Show $\psi$ is a ring homorphism Let $K = \left\{ \begin{pmatrix} a & b \\ b & a \end{pmatrix}\bigg| \ a,b \in \mathbb{Z}\right\}\subseteq M_{2,2}(\mathbb{Z})$.
Let $\psi : K \to \mathbb{Z}$ be defined by $\psi$
 $\left(\begin{matrix} 
a & b \\ 
b & a
\end{matrix}\right) = a-b.$
I am having trouble showing $\psi$ is a ring homomorphism and what Ker $\psi$ is. 
 A: That it is a ring homomorphism is mechanical and shouldn't be too bad. 
Matrices in the kernel are given by 
$$
\begin{bmatrix}a&a\\a&a \end{bmatrix}
$$
$a\in \mathbb{Z}$
A: It is interesting to see how other rings homomorphism can be obtained, with a very similar structure.
It suffices to remark that the matrices considered here have the form:
$$aI+bJ$$
(I is the $2 \times 2$ unit matrix) where $J=\binom{0 \ 1}{1 \ 0}$ is an idempotent matrix (i.e., with $J^2=I$).

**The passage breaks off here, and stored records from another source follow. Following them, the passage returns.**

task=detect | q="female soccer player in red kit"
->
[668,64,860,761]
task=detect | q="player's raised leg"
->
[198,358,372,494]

Any other idempotent matrix $K$ (see examples below), i.e., with property $K^2=I$) can replace $J$, giving a similar ring homomorphism, due to the main fact (I bypass the very easy additivity property) that 
$$(aI+bK)(a'I+b'K)=(aa'+bb')I+(ab'+ba')K \ \ \ \ \ \mapsto \ \ \ \ \ aa'+bb'-(ab'+ba'),$$
this image still being equal to the product of images, i.e.,  $$(a-b)(a'-b').$$
Examples of idempotent matrices: $K=\binom{1 \ 1}{0 \ 0}$,  $ \ K=\binom{-1 \ 0}{-1 \ 1}$, , $ \ K=\binom{\ \ 4 \ \ \ 5}{-3 \ -4}$ , $ \ K=\binom{-1 \ k}{\ \ 0 \ 1}$ for any $k$, etc.